Pandemic caused National Trust to cut almost 1,800 jobs last year

The charity lost £173m compared with the previous year as its properties were closed and events cancelled

Cliveden House in Buckinghamshire last year (Photograph: Richard Heathcote/Getty Images)
Cliveden House in Buckinghamshire last year (Photograph: Richard Heathcote/Getty Images)

The National Trust made nearly 1,800 people redundant as it looked to plug £173m in lost income as a result of the pandemic. 

The conservation charity’s latest accounts for the year ending 28 February show total annual income fell from nearly £681m in 2019/20 to £508m in 2020/21. 

The charity said this was largely down to the closure of most of its properties, including shops, cafes and holiday cottages, and all its events being cancelled.

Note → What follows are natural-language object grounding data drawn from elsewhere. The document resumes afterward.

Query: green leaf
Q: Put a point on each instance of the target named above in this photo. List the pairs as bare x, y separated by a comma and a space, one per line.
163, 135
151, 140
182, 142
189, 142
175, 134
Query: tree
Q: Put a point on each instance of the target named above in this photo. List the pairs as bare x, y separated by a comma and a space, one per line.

This resulted in the number of visits to its sites halving from 2019/20 to 13.6 million.

Total expenditure also fell by £188m year on year as the charity tried to mitigate its lost trading activity with measures such as furloughing up to 81 per cent of its staff.

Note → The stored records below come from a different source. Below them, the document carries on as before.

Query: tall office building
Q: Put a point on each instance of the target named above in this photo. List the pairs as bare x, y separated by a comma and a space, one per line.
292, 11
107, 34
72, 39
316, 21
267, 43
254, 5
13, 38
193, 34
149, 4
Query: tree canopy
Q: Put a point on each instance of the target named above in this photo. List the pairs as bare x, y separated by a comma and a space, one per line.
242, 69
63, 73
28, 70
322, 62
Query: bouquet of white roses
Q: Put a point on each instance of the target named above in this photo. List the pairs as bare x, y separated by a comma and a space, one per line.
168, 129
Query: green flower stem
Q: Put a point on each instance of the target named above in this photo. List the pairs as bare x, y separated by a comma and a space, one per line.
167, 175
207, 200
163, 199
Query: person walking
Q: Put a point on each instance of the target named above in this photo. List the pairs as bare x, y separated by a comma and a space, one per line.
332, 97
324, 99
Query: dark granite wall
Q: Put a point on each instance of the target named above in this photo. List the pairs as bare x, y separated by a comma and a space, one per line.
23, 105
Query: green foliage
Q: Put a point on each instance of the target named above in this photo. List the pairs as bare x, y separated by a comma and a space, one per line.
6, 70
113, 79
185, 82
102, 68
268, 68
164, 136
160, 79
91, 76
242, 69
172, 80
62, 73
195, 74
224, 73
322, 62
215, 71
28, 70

In October, the trust announced that it would make about 1,300 people redundant as it looked to make savings of £100m, but its latest accounts show 1,767 lost their jobs, leaving it with almost 7,600 staff. 

Despite a challenging year, the charity received its biggest-ever donation in May in the form of a £4m gift from the bank HSBC UK

It also generated £79m in fundraising, including £44.6m from gifts in wills.

The trust's accounts show a 383 per cent increase in online donations totalling £865,000, and it said August last year “broke records” when its holiday cottages were almost entirely full and its sales through its online shop increased by 65.6 per cent.

Its conservation efforts continued throughout the pandemic with £83.8m spent on houses, collections and gardens. 

The charity has been under fire since last year when it published a report researching its properties’ links to slavery, despite the Charity Commission later telling Third Sector it had received just three complaints about the charity’s work or purpose.

It sparked fierce debate on social media about the charity’s work and caused the commission to open a compliance case into the trust, which later found no breach of charity law

Many social media users, and some Conservative MPs, suggested the report would result in falling membership numbers. But its latest accounts show the charity retained 84.2 per cent of its membership – about one percentage point down on the equivalent rate in the previous year. 

Overall, the charity said its membership fell by about half a million people to about 5.5 million, in part because it was unable to recruit members at its properties. This meant the number of new members fell by more than 60 per cent from the previous year.

Since April this year, the charity said its membership had been growing again at a rate of about 105,000 new members every month.

Hilary McGrady, director-general of the National Trust, said: “Our supporters have really stuck by us, whether that is staying with us as members or offering record-breaking online donations, and for that I am so grateful.

“Now that most of our places have reopened and we’re recovering from the pandemic, the early signs are hugely encouraging. 

“But as a charity we will feel the financial repercussions for some years to come.”